Bovine Ephemeral Fever

What to look for

Usually occurs in summer and autumn in the subtropical region of Australia, but outbreaks can occur in southern NSW and northern VIC.

  • Animals suddenly lose their appetite, are depressed and may become very stiff
  • Lactating cows have a severe drop in milk production
  • Most animals make a rapid recovery within a few days, although some take weeks to recover

Cause – an insect-borne virus

The virus is not transmitted from animal to animal directly but carried by several types of mosquitoes that are prevalent in the subtropical region of Australia. In some years the prevailing winds carry these insects into southern NSW and even to Victoria.

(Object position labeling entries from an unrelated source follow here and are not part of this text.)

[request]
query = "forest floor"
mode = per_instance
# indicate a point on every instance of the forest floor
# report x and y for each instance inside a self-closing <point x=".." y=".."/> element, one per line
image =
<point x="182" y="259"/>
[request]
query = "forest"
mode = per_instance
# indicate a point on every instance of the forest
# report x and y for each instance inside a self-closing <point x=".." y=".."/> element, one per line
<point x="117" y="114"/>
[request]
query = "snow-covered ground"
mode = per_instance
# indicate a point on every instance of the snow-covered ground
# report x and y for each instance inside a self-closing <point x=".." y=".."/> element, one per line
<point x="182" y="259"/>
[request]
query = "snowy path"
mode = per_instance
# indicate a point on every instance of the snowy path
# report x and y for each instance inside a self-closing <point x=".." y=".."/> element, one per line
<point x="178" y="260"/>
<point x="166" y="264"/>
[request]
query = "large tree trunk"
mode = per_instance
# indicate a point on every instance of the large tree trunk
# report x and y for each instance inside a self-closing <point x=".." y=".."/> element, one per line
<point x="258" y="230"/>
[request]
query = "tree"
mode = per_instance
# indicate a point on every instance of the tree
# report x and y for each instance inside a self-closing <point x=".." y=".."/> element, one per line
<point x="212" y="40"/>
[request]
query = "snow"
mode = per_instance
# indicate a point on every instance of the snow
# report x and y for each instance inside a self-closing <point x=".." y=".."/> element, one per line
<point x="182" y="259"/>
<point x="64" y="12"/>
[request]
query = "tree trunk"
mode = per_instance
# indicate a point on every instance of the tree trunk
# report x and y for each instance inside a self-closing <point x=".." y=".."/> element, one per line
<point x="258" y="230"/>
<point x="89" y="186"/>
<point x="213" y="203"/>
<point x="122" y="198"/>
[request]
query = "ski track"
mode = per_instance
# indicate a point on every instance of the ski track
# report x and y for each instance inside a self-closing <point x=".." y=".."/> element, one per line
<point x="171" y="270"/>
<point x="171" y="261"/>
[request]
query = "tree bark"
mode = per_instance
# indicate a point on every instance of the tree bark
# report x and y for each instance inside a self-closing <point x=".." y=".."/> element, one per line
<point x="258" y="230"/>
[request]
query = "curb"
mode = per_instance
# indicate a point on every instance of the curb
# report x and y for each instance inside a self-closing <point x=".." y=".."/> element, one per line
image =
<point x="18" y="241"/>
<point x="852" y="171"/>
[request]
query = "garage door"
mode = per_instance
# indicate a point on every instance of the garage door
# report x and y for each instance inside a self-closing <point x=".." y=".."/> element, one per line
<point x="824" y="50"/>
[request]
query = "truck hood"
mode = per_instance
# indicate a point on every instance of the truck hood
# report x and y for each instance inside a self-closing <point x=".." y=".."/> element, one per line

Classes of animals likely to be affected

In the subtropical region BEF is most often seen in animals under two years of age but all ages can be infected, especially in regions where animals have little or no immunity.

Confirming the diagnosis

The nature of the outbreak is usually sufficient to allow diagnosis of BEF e.g. several animals are affected with fever and lameness and the initial cases recover in a few days. In areas where the disease does not often occur, laboratory testing may be required.

Treatment

There is no specific treatment for BEF, but affected animals usually recover in a few days. Animals that do not recover quickly will generally respond to good nursing and provision of shade, water and food.

Risk factors

• weather conditions that spread the carrier mosquitoes from subtropical areas
• introducing animals into subtropical regions from southern regions

Prevention

When conditions favour the spread of BEF, if may be desirable to vaccinate susceptible stock in areas where the disease occurs less frequently, if severe losses are anticipated.